The term high variance is another
historical or technical one.
But, the intuition is that,
if we're fitting such a high
order polynomial, then, the
hypothesis can fit, you know,
it's almost as if it can
fit almost any function and
this face of possible hypothesis
is just too large, it's too variable.
And we don't have enough data
to constrain it to give
us a good hypothesis so that's called overfitting.
And in the middle, there isn't really
a name but I'm just going to write, you know, just right.
Where a second degree polynomial, quadratic function
seems to be just right for fitting this data.
To recap a bit the
problem of over fitting comes
when if we have
too many features, then to
learn hypothesis may fit the training side very well.
So, your cost function
may actually be very close
to zero or may be
even zero exactly, but you
may then end up with a
curve like this that, you
know tries too hard to
fit the training set, so that it
even fails to generalize to
new examples and fails to
predict prices on new examples
as well, and here the
term generalized refers to
how well a hypothesis applies even to new examples.
That is to data to
houses that it has not seen in the training set.
On this slide, we looked at
over fitting for the case of linear regression.
A similar thing can apply to logistic regression as well.
Here is a logistic regression
example with two features X1 and x2.
One thing we could do, is
fit logistic regression with
just a simple hypothesis like this,
where, as usual, G is my sigmoid function.
And if you do that, you end up
with a hypothesis, trying to
use, maybe, just a straight
line to separate the positive and the negative examples.
And this doesn't look like a very good fit to the hypothesis.
So, once again, this
is an example of underfitting
or of the hypothesis having high bias.
In contrast, if you were
to add to your features
these quadratic terms, then,
you could get a decision
boundary that might look more like this.
And, you know, that's a pretty good fit to the data.
Probably, about as
good as we could get, on this training set.

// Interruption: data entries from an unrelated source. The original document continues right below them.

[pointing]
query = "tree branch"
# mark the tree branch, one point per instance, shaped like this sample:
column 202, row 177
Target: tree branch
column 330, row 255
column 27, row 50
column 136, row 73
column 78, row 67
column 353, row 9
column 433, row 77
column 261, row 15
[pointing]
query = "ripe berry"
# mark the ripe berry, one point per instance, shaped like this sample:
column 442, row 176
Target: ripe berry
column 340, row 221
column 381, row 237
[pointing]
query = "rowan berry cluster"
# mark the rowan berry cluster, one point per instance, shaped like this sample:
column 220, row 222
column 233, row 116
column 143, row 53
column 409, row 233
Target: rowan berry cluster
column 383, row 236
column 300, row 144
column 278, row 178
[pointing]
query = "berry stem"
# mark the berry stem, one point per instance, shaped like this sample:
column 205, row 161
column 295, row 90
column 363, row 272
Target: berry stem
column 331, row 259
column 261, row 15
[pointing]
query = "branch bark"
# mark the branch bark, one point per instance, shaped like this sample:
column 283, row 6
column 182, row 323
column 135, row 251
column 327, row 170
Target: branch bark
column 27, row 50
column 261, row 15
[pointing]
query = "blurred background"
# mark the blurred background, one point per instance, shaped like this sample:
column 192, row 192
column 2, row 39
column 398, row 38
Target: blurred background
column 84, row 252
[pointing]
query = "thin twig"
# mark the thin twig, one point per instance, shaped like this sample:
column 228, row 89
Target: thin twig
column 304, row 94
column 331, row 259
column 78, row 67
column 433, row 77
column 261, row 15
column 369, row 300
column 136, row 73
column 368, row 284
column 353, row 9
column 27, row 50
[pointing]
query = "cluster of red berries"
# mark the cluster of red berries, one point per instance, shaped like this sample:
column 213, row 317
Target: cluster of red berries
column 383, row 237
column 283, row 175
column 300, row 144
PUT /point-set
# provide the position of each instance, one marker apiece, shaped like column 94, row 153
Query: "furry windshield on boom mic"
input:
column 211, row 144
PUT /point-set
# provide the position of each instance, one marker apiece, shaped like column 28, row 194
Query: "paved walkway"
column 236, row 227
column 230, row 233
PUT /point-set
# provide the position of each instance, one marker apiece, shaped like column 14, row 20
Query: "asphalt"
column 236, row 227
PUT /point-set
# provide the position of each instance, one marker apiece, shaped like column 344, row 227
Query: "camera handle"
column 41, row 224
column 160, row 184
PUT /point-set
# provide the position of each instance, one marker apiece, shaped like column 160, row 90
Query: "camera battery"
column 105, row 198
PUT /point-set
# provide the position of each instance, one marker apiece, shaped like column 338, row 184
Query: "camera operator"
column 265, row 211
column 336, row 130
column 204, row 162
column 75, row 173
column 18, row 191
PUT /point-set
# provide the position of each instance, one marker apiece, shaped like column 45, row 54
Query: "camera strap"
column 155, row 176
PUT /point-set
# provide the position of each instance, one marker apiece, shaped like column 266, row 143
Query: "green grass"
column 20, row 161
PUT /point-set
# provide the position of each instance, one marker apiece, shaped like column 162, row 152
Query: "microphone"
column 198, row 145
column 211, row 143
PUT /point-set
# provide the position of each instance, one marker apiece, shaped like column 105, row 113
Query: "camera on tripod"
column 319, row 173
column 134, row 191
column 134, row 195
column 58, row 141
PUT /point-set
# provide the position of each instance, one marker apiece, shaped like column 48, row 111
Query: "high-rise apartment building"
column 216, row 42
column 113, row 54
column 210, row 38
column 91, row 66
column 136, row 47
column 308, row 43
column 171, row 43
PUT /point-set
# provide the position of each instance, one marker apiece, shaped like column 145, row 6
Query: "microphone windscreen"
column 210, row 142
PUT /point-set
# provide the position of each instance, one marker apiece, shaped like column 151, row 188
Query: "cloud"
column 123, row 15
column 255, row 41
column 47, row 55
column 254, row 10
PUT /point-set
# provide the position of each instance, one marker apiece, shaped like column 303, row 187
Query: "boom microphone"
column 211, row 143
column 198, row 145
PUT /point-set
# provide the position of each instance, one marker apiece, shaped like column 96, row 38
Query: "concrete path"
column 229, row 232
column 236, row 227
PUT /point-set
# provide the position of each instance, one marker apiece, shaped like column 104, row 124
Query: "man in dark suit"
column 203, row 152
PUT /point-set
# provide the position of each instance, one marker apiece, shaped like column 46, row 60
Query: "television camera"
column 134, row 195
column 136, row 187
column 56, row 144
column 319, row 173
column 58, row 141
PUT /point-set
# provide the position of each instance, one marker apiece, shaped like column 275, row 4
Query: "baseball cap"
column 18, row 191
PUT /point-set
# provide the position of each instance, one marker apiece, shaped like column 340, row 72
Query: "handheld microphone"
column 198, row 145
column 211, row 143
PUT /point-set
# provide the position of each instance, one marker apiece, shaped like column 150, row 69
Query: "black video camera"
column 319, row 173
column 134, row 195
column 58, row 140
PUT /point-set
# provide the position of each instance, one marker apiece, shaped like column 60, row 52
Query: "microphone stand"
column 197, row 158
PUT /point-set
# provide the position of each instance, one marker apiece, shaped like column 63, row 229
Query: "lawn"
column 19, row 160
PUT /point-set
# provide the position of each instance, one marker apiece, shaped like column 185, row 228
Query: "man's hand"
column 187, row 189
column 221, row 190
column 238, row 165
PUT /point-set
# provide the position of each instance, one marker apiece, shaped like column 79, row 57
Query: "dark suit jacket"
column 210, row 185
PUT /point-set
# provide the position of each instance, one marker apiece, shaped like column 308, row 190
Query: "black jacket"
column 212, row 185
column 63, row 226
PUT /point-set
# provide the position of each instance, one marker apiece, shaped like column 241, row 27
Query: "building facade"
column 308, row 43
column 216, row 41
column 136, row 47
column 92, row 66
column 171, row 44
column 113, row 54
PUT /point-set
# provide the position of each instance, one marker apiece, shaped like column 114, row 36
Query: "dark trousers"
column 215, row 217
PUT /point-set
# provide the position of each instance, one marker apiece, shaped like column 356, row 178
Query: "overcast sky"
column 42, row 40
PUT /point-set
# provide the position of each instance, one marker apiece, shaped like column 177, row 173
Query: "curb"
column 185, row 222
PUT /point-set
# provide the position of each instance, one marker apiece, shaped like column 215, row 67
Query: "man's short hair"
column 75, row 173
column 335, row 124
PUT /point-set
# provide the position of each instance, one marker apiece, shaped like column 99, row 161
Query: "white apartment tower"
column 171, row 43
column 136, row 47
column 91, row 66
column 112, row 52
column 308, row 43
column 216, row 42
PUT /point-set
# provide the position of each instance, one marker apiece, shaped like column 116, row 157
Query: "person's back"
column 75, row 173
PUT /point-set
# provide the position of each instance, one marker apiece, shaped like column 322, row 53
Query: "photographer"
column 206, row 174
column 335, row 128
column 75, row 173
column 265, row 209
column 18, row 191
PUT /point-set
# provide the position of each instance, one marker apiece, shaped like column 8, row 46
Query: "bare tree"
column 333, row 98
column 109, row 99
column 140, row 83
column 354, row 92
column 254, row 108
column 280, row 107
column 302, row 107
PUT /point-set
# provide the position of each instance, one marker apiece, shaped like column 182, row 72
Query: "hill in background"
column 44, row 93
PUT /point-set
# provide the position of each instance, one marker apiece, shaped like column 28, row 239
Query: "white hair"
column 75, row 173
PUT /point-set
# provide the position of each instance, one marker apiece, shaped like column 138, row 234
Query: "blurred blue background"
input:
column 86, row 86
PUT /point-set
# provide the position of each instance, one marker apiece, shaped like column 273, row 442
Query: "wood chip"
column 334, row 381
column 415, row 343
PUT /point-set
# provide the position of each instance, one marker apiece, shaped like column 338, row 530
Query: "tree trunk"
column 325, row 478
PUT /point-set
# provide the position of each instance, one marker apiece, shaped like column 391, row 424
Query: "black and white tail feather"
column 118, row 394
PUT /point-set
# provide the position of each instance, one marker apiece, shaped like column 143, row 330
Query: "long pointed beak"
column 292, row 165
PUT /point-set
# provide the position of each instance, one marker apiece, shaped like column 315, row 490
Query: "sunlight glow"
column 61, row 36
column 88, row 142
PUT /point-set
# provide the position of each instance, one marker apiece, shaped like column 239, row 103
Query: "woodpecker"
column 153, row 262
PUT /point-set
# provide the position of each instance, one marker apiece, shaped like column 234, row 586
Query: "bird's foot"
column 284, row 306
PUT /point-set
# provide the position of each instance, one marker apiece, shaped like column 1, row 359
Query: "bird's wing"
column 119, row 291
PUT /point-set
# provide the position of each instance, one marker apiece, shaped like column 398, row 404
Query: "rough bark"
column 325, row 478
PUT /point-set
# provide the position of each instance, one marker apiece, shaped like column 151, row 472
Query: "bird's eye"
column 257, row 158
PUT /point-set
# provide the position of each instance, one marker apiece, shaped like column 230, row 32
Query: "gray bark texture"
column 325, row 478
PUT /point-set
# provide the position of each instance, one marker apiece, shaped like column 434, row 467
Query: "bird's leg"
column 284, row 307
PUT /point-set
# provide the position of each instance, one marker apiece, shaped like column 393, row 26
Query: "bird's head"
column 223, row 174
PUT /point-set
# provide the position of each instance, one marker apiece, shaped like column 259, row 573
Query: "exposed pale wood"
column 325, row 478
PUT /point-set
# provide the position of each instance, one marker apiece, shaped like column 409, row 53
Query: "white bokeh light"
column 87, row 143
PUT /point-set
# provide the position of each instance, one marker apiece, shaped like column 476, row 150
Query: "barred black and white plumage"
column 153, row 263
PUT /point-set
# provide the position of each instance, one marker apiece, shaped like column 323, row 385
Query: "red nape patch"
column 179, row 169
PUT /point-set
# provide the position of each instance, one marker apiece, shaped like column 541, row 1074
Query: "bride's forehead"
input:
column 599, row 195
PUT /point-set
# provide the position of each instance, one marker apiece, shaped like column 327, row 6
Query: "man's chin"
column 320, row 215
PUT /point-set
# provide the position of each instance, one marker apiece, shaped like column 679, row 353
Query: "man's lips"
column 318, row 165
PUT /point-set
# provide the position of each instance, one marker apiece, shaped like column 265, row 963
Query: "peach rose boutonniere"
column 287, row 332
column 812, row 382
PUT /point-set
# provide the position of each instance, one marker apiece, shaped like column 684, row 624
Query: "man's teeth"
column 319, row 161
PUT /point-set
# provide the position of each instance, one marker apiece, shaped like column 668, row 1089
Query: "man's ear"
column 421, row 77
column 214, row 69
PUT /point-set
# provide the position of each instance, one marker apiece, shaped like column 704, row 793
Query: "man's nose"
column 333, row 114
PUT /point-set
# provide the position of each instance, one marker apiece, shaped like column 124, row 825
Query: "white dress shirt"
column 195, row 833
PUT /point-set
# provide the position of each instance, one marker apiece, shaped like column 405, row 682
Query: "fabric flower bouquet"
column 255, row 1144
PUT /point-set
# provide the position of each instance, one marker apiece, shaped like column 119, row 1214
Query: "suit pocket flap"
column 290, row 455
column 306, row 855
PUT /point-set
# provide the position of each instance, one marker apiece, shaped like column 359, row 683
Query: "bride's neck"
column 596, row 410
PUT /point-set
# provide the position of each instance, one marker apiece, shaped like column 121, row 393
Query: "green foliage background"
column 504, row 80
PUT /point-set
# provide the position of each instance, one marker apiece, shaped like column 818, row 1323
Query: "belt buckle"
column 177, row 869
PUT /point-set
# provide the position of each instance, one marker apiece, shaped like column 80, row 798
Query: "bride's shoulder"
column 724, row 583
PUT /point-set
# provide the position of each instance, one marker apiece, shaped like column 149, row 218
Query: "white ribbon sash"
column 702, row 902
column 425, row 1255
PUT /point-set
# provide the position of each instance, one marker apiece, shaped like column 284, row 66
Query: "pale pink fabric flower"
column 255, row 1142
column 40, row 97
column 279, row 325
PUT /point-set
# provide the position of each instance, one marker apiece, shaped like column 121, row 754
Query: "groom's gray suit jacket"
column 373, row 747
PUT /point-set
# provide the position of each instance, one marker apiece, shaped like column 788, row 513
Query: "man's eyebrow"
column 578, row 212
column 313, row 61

And, finally, at the other
extreme, if you were to
fit a very high-order polynomial, if
you were to generate lots of
high-order polynomial terms of speeches,
then, logistical regression may contort
itself, may try really
hard to find a
decision boundary that fits
your training data or go
to great lengths to contort itself,
to fit every single training example well.
And, you know, if the
features X1 and
X2 offer predicting, maybe,
the cancer to the,
you know, cancer is a malignant, benign breast tumors.
This doesn't, this really doesn't
look like a very good hypothesis, for making predictions.
And so, once again, this is
an instance of overfitting
and, of a hypothesis having
high variance and not really,
and, being unlikely to generalize well to new examples.
Later, in this course, when we
talk about debugging and diagnosing
things that can go wrong with
learning algorithms, we'll give you
specific tools to recognize
when overfitting and, also,
when underfitting may be occurring.
But, for now, lets talk about
the problem of, if we
think overfitting is occurring,
what can we do to address it?
In the previous examples, we had
one or two dimensional data so,
we could just plot the hypothesis and see what was going
on and select the appropriate degree polynomial.
So, earlier for the housing
prices example, we could just
plot the hypothesis and, you
know, maybe see that it
was fitting the sort of
very wiggly function that goes all over the place to predict housing prices.
And we could then use figures
like these to select an appropriate degree polynomial.
So plotting the hypothesis, could
be one way to try to
decide what degree polynomial to use.
But that doesn't always work.
And, in fact more often we
may have learning problems that where we just have a lot of features.
And there is not
just a matter of selecting what degree polynomial.
And, in fact, when we
have so many features, it also
becomes much harder to plot
the data and it becomes
much harder to visualize it,
to decide what features to keep or not.
So concretely, if we're trying
predict housing prices sometimes we can just have a lot of different features.
And all of these features seem, you know, maybe they seem kind of useful.
But, if we have a
lot of features, and, very little
training data, then, over
fitting can become a problem.
In order to address over
fitting, there are two
main options for things that we can do.
The first option is, to try
to reduce the number of features.
Concretely, one thing we
could do is manually look through
the list of features, and, use
that to try to decide which
are the more important features, and, therefore,
which are the features we should
keep, and, which are the features we should throw out.
Later in this course, where also
talk about model selection algorithms.
Which are algorithms for automatically
deciding which features
to keep and, which features to throw out.
This idea of reducing the
number of features can work
well, and, can reduce over fitting.
And, when we talk about model
selection, we'll go into this in much greater depth.
But, the disadvantage is that, by
throwing away some of the
features, is also throwing
away some of the information you have about the problem.
For example, maybe, all of
those features are actually useful
for predicting the price of a
house, so, maybe, we don't actually
want to throw some of
our information or throw some of our features away.